“We have a system currently that is almost entirely reactive, a system influenced by anecdote and emotion.... The beautiful thing about numbers is that they don’t lie.”
This was what California Attorney General Kamala Harris said about her OpenJustice data initiative as quoted by Washington Post reporters Aaron C. Davis and Wesley Lowrey in an article about the lack of data on police shootings. Kamala Harris was pointing out that most people get most of their information about police shootings from isolated incidents that make the national news and spark community outrage. The attorney general and candidate for U.S. Senate was touting her new statewide initiative to make public a statewide repository of criminal justice statistics with a fancy new website (openjustice.doj.ca.gov).
But this is 2016. Thanks to crowdsourced databases like Fatal Encounters and killedbypolice.net, and to the journalistic efforts from the Guardian and the Washington Post that use those sites to scrape data, we have a lot of transparency now, or at least more than we used to. Every officer involved shooting that makes the local news is now compiled into one of these databases, even though the majority of the incidents are non-controversial. Thanks in part to these efforts from the Guardian and the Washington Post, it is now known that over a thousand people get killed by police in the United States every year, that black people get killed at a rate 2 to 3 times that of the rate that white people get killed, and that a quarter of those killed are mentally ill, for instance.
The California OpenJustice data initiative does not contain the names of the deceased, the names of the officers who killed the deceased, or the circumstances of the killing.

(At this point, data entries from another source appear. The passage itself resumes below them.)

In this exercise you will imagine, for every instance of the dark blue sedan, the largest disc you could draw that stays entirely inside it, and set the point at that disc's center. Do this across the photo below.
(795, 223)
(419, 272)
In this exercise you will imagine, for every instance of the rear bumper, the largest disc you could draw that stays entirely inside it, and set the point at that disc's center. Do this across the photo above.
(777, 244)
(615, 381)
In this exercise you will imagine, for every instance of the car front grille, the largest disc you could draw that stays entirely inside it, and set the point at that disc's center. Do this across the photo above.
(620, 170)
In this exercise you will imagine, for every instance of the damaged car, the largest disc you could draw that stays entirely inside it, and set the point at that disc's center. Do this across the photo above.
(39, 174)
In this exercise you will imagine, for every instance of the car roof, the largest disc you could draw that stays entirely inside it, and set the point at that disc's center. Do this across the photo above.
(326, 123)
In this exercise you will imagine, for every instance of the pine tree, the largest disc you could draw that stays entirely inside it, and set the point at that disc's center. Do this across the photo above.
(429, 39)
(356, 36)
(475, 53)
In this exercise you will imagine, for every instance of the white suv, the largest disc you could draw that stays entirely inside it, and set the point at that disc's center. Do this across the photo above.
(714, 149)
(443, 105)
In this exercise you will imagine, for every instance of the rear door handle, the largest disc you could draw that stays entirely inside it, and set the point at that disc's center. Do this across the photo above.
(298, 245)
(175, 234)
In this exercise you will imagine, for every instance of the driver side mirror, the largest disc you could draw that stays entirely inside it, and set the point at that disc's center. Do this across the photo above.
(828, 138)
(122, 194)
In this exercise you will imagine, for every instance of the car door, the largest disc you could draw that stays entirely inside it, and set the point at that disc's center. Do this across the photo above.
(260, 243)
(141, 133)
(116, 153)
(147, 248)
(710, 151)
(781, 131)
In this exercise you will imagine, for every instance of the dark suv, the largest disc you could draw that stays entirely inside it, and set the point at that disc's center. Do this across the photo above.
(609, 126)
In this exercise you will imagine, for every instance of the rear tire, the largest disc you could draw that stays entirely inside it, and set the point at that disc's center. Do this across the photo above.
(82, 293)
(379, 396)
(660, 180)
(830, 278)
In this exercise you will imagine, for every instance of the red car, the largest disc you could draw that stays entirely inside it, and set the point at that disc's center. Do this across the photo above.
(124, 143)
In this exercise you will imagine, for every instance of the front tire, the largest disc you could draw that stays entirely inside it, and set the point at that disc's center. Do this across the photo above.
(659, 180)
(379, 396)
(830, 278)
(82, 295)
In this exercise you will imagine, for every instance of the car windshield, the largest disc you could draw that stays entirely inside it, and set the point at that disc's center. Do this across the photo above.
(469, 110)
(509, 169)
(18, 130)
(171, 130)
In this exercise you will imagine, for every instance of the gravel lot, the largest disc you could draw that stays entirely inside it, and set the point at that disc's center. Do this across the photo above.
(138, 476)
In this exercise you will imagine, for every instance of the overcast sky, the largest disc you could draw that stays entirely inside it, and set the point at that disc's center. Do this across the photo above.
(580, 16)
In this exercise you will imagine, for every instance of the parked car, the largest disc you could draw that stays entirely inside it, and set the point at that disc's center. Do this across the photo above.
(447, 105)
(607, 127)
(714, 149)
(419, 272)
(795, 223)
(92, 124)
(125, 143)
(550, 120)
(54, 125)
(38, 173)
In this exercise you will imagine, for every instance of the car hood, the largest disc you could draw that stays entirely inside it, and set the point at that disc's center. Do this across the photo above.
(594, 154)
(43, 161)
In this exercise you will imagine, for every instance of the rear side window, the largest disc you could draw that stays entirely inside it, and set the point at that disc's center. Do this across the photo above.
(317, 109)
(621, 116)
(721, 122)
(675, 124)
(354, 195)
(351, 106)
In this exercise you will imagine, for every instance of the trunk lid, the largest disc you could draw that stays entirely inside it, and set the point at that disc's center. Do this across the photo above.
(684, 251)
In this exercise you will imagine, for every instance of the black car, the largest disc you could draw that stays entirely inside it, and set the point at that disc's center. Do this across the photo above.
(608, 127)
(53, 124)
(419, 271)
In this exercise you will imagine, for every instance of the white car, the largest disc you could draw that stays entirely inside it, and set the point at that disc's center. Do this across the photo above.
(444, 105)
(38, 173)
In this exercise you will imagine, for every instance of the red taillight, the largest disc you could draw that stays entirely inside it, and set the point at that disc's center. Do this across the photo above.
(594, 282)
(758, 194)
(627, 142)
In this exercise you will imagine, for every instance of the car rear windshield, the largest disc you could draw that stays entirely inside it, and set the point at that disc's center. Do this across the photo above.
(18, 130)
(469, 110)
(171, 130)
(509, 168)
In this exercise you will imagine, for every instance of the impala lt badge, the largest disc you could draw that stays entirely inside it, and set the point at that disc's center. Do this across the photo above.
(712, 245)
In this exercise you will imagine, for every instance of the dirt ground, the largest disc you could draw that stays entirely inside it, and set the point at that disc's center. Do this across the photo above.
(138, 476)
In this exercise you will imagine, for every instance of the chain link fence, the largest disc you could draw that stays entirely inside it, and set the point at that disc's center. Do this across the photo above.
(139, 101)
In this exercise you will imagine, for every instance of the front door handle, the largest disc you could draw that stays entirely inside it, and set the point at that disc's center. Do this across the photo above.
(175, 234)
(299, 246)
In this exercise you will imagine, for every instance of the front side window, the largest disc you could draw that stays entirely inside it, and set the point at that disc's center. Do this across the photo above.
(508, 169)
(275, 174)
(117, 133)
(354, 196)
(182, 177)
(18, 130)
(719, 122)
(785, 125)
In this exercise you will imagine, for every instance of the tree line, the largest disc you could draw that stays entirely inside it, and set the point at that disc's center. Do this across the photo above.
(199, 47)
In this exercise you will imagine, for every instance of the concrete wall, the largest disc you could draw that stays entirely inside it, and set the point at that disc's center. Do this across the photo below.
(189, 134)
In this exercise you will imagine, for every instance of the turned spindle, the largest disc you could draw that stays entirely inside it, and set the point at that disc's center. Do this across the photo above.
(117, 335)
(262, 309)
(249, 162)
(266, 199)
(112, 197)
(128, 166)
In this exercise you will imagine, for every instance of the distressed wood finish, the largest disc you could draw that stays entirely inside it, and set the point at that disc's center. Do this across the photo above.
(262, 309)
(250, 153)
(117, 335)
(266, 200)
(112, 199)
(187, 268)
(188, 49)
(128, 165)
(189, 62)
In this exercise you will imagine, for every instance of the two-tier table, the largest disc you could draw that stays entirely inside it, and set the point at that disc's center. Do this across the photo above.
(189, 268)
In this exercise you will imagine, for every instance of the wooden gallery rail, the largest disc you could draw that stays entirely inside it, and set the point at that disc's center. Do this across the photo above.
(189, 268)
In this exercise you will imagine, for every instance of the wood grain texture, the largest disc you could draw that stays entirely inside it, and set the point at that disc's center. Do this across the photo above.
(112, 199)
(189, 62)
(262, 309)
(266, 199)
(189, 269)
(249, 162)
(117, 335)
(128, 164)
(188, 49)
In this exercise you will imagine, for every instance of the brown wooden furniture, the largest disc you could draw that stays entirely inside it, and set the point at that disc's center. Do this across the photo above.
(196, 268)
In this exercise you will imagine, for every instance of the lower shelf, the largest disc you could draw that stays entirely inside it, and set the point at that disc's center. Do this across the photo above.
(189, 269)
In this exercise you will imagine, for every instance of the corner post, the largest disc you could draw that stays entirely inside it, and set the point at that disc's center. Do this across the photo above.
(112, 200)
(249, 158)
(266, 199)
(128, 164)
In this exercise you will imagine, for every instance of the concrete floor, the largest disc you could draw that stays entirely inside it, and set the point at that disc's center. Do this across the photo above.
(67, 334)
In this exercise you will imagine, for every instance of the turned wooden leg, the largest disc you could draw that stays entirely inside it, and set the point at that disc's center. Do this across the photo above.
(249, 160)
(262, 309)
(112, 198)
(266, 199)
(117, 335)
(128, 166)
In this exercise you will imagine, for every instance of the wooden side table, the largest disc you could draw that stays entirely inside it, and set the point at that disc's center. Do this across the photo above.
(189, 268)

It does have identifying data like race, gender and age, and it does apply some statistical analysis to its limited dataset including arrests data, something hard to find from other sources. Its graphs are beautiful. But its depth is a little shallow. The OpenJustice data initiative can't tell us much about the precise moment when officers fired their weapons.

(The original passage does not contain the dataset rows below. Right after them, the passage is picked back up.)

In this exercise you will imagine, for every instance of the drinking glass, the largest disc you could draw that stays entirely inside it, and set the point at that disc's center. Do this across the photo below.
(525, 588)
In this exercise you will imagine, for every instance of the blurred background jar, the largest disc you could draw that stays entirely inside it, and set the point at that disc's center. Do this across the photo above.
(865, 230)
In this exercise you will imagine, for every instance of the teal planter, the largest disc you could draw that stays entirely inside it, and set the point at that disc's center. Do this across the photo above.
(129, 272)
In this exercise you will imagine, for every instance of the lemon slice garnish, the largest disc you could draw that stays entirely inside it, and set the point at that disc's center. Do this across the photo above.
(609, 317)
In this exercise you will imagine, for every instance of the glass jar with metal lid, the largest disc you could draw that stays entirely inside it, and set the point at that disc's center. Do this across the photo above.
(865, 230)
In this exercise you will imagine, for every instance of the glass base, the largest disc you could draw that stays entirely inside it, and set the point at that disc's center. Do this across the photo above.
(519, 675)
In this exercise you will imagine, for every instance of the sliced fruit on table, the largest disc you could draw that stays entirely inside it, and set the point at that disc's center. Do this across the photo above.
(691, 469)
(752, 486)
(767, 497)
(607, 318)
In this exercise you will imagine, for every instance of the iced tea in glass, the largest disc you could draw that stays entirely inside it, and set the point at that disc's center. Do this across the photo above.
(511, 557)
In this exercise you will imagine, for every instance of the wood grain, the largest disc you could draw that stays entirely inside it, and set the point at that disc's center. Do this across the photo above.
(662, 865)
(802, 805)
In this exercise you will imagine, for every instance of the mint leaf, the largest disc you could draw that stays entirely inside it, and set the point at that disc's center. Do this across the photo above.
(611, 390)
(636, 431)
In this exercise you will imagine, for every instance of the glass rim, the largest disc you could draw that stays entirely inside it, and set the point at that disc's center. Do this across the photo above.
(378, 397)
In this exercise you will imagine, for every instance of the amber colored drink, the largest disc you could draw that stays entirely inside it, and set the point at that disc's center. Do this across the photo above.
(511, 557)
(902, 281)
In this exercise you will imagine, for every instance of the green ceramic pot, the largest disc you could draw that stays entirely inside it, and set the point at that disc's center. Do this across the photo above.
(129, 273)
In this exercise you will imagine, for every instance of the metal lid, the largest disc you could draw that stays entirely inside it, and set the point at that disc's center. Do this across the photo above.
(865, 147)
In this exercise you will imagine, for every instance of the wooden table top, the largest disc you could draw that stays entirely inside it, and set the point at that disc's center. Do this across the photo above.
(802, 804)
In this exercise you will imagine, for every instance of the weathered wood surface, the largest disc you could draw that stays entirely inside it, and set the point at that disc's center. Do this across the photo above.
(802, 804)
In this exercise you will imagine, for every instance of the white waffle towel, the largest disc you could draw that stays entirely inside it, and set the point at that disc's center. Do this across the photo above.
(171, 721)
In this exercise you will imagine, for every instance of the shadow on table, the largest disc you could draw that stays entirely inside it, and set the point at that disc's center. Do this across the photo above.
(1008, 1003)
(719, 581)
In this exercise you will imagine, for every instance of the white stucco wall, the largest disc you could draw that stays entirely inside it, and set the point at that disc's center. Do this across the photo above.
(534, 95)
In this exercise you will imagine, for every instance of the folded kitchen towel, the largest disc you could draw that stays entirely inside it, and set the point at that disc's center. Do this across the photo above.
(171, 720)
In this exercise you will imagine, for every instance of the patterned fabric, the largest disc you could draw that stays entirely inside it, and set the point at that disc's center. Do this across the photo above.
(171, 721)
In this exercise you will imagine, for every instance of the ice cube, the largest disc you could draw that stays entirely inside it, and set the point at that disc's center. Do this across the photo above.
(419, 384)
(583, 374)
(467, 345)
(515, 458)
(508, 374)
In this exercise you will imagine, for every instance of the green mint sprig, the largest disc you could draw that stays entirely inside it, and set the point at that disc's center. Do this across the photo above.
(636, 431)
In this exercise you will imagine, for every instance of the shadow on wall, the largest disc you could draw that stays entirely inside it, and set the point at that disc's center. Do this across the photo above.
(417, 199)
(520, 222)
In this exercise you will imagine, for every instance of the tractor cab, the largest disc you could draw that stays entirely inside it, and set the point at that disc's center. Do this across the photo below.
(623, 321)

But none of these others datasets can either. The Guardian looked at weapons held by the decedents, but they didn't distinguish if the decedent had, for instance, fired a gun, point a gun, brandished a gun, or ran away from police with a gun. The Washington Post goes one step further and examines whether the officer was being attacked or not. But this doesn't quite get to the imminent threat that the officer may or may not have faced, and it is hard to second guess an officer if all you know is that the decedent had a gun.

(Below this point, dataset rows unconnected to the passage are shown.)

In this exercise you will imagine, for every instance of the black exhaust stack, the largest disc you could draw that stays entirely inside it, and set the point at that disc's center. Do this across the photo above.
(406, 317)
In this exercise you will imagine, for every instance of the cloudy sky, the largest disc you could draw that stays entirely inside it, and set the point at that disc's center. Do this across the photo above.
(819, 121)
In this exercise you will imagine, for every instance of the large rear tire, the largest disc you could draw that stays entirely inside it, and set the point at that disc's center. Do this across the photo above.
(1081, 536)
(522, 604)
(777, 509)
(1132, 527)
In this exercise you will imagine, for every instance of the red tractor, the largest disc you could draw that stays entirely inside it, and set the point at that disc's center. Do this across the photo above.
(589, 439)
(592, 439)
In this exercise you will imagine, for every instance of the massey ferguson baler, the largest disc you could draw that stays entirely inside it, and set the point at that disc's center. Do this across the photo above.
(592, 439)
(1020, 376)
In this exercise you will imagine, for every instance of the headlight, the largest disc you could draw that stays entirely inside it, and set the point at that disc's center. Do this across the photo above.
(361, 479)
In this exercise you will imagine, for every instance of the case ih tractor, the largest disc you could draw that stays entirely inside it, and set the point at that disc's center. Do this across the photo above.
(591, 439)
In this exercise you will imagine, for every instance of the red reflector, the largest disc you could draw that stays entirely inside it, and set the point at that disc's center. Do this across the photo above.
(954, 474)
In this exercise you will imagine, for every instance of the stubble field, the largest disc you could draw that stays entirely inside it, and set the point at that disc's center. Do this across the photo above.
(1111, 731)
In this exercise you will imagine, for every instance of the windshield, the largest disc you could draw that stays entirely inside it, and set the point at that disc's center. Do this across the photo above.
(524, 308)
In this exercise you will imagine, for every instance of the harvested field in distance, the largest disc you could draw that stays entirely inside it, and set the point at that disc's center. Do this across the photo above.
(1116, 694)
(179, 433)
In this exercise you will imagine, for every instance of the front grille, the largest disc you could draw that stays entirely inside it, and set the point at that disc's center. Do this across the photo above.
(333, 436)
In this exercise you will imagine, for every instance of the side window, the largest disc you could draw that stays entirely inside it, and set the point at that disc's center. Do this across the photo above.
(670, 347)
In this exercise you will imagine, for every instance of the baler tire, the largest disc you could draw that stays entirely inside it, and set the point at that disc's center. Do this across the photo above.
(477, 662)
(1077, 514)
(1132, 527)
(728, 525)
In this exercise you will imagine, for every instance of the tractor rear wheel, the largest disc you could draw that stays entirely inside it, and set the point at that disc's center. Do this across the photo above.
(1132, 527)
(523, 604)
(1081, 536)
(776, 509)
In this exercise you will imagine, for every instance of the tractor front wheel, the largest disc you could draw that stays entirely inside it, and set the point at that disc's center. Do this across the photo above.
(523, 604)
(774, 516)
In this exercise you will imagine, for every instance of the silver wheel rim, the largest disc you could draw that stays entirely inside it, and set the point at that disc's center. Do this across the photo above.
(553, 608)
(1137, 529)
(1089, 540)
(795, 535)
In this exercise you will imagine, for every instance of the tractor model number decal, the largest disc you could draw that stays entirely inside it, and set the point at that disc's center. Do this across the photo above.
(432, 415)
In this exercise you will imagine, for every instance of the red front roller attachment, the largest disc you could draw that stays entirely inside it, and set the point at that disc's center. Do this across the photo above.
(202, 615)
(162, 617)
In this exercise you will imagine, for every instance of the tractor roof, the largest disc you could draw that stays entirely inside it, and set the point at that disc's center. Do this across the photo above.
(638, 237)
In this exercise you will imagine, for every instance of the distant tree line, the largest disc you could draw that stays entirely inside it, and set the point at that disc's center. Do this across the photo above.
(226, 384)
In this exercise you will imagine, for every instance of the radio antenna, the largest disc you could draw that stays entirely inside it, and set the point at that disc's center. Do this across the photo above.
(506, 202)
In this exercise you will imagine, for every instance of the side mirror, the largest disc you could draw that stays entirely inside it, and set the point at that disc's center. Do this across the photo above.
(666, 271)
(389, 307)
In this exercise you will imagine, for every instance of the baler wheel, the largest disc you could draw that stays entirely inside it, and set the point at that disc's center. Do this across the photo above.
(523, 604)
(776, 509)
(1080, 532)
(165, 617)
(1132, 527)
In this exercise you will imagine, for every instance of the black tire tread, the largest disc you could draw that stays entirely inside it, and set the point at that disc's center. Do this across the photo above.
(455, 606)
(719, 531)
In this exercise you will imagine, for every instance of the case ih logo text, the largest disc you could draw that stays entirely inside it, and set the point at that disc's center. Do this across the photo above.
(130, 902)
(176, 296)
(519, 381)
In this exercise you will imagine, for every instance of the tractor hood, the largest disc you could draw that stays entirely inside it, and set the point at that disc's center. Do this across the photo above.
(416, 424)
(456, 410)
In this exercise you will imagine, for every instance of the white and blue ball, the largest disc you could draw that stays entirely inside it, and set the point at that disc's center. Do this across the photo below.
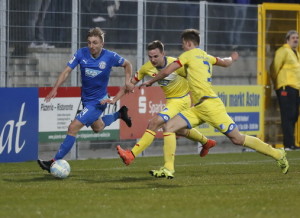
(60, 169)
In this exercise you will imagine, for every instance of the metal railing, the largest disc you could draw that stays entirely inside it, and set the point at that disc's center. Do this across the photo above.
(38, 39)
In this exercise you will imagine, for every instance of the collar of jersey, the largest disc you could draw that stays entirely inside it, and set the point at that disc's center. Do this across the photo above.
(101, 54)
(166, 62)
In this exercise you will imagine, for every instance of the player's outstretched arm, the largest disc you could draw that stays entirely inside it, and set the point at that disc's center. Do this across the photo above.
(162, 74)
(227, 61)
(61, 79)
(119, 95)
(128, 73)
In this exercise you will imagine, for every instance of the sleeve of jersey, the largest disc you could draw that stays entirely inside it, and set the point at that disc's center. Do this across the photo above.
(181, 60)
(75, 60)
(139, 74)
(118, 60)
(213, 60)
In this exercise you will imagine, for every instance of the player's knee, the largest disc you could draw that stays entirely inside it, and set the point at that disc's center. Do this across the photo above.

This is why this database exists. I have researched every incident of police lethal force from January 1, 2014 through June 30, 2015 (for now). I have tried to include as much data from as many sources as possible for each incident. The data mostly comes from news reports and reports from district attorneys to determine exactly why the officer felt like he (usually a he) needed to use lethal force.
Datacards for each incident can be found here:
lethaldb.silk.co
It will be slow to load because there are so many incidents.
I wanted to focus on the split-second decision made by the officer and try to make sense of the reason that so many unarmed non-threatening people get killed by police. Because it is true what Kamala Harris says: the beautiful thing about numbers is that they don't lie.